« J’ai choisi de devenir architecte à 13 ans, sans vraiment savoir ce que cela voulait dire car personne dans mon entourage n’exerçait cette profession. Je cherchais un métier qui allie la créativité et la rigueur scientifique. On m’a cité l’architecture comme une discipline qui répondrait bien à mes attentes. J’ai creusé la question en lisant et en rencontrant un étudiant en architecture, puis un architecte dans son agence. Cela a confirmé mon intérêt. S’est ajouté un aspect que je n’avais pas envisagé de prime abord mais qui m’a attirée de suite : c’est un métier éminemment humain puisque tout y est rencontre, du client à l’artisan en passant par l’équipe de maitrise d’œuvre ; c’est un métier où chaque journée est différente de la précédente, où chaque projet est une remise en question. Impossible de rester sur ses acquis, il faut sans cesse se réinventer. » Ainsi naissent les vocations, à l’image de celle de Laure-Anne Geoffroy, architecte associée avec son époux, Matthieu, au sein de l’Agence Geoffroy Architectes, à Reims.
Défendre les architectes
Si Laure-Anne Geoffroy est aujourd’hui sous les feux de l’actualité, c’est qu’elle vient d’être élue, le 20 octobre, présidente de l’UNSFA, l’Union des Architectes, principale fédération syndicale de la profession. Elle en était précédemment vice-présidente, en charge de la communication, après avoir intégré l’UNSFA en 2017, en qualité de présidente de l’Union Marnaise des Architectes (UMA), qu’elle venait de fonder.

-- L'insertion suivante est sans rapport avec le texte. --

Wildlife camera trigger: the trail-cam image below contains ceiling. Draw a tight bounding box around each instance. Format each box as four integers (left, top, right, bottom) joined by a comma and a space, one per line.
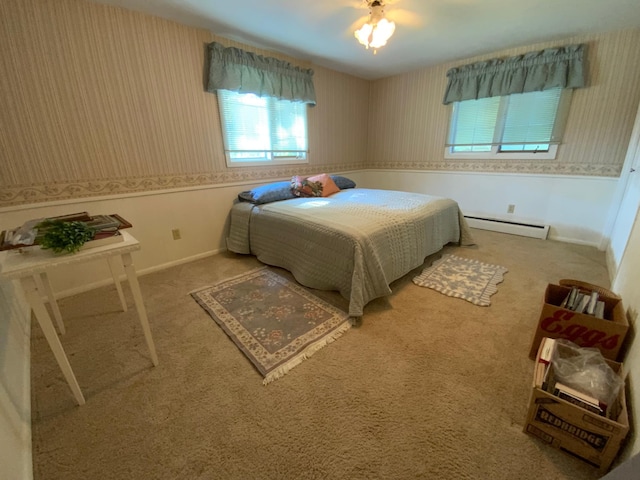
94, 0, 640, 80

Voilà qui fait assurément de Laure-Anne Geoffroy une architecte engagée, au moins en ce sens qu’elle a été élevée « dans la conviction que lorsque quelque chose ne nous convient pas, ou ne nous semble pas juste, il faut aller là où l’on peut agir pour changer les choses, et s’engager sans compter pour les causes auxquelles nous croyons ». Pour la nouvelle présidente, il s’agit bien de l’architecture et des architectes.
J’aime cette idée de "faire ensemble". J’aime cette vision qui fait de l’architecte un chef d’orchestre
Lors de la réforme territoriale de 2016, les ordres professionnels implantés dans les anciennes régions administratives ont suivi le mouvement de concentration, l’ordre champardennais rejoignant le nouveau Conseil régional de l’Ordre des architectes Grand Est. Laure-Anne Geoffroy : « Le lien de proximité avec les architectes se distendait. D’où l’idée de créer une structure locale - l’Union Marnaise des Architectes - pour être au plus près d’eux, les rassembler et les défendre. » à plus forte raison au sein d’une profession peu syndiquée (moins de 10 %) dont les membres pensent à tort que leur appartenance à l’Ordre revient au même.
« Mais ce n’est pas le rôle de l’Ordre, qui est là pour défendre… l’architecture, et les consommateurs. La défense des architectes, c’est le rôle des syndicats ! » Et si les architectes doivent comprendre que la complémentarité Ordre/syndicats reste indispensable, « nous devons communiquer par tous les canaux dont nous disposons pour leur montrer notre action en leur faveur », estime-t-elle.
Crise du logement
C’est notamment l’un des enjeux qu’elle entend porter à la tête de l’UNSFA, dont la visibilité des actions doit être utile à tous. Où l’on retrouve les notions « d’humain » et de « remise en question » que nourrissait déjà l’apprentie architecte. Ainsi, le renforcement et la dynamisation de la stratégie d’influence du syndicat sont au cœur de son programme.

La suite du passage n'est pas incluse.